In the ‘70s, my mother was obsessed with Native Americans. I can recall her going to the Waco Public Library and checking out all of these books on Indians, which she would sit up late into the night and read in the living room. She dragged us to the theater and drive-in to see a lot of Westerns, too.
For several summers, my family would drive up to Colorado, Wyoming, New Mexico, and Arizona. We visited every stuffed buffalo and teepee between there and Texas. In fact, by the time I was six, I’d probably seen more feathers than Lola Falana had in her entire run in Las Vegas.
On one of these trips, we visited a museum where an older Native American woman in traditional dress weaved baskets. My mother was fascinated by this woman. After we had toured the museum, she went back to watch her some more. “Y’all go on to the car,” Mama said. “I just want to watch her a little longer. It’s not every day you get be this close to such authenticity.

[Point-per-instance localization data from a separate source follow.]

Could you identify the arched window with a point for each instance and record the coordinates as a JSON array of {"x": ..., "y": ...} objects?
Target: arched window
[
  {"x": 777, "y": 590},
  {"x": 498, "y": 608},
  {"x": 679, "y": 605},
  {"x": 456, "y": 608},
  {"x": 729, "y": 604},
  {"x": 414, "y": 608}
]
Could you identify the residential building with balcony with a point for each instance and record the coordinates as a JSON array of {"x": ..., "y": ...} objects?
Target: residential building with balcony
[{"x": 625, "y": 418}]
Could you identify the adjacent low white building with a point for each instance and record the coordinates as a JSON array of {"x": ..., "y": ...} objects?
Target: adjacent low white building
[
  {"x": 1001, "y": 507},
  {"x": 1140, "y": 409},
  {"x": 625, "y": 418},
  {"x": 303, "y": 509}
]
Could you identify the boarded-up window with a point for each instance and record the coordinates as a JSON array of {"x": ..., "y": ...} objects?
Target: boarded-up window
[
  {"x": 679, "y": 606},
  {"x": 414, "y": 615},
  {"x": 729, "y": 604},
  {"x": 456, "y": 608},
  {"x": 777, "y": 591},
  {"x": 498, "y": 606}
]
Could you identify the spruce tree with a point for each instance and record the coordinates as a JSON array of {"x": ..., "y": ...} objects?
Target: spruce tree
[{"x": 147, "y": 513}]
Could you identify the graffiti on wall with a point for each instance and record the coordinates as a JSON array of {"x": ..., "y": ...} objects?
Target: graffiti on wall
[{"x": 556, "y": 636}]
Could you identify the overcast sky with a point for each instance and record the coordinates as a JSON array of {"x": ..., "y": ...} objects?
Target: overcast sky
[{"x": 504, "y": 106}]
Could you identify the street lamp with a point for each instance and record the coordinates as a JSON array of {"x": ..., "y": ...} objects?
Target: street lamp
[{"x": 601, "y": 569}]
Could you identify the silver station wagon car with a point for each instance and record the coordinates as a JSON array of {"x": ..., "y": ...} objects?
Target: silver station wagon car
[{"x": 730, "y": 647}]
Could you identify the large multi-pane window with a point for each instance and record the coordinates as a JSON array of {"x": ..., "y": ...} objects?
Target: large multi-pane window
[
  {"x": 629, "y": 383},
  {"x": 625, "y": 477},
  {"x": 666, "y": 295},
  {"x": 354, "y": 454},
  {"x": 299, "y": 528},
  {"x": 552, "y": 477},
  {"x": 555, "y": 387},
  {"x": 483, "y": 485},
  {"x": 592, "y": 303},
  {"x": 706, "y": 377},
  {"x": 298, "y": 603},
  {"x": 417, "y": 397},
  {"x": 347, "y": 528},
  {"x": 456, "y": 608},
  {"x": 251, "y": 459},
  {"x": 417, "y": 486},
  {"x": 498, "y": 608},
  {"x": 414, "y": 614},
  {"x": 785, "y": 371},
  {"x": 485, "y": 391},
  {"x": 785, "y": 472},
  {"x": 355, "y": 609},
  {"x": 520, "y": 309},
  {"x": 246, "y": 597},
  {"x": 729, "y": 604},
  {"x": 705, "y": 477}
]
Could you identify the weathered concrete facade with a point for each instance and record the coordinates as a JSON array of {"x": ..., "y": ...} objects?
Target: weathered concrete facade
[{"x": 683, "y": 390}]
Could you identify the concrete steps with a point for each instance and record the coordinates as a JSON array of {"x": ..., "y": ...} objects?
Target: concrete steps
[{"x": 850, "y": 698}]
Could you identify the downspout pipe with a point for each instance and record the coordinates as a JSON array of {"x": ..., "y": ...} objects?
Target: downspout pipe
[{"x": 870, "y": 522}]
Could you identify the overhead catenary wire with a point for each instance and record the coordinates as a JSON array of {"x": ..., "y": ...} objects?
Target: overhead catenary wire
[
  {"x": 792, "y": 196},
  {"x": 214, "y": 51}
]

It wasn’t long before Mama joined us in the station wagon.
““I thought you were watching your authentic Indian lady,” my father said.
““Authentic, my foot!” Mama snapped her buckle into her seatbelt. “She stood up to go get a drink at the water fountain. When she did, she hitched up her skirt and she was wearing track shoes and tube socks under that buckskin skirt!”
The experience seemed to scar my mother for life, because she refuses to wear knee-high stockings to this day. “I don’t want to be like that little Indian lady in the track shoes and tube socks.”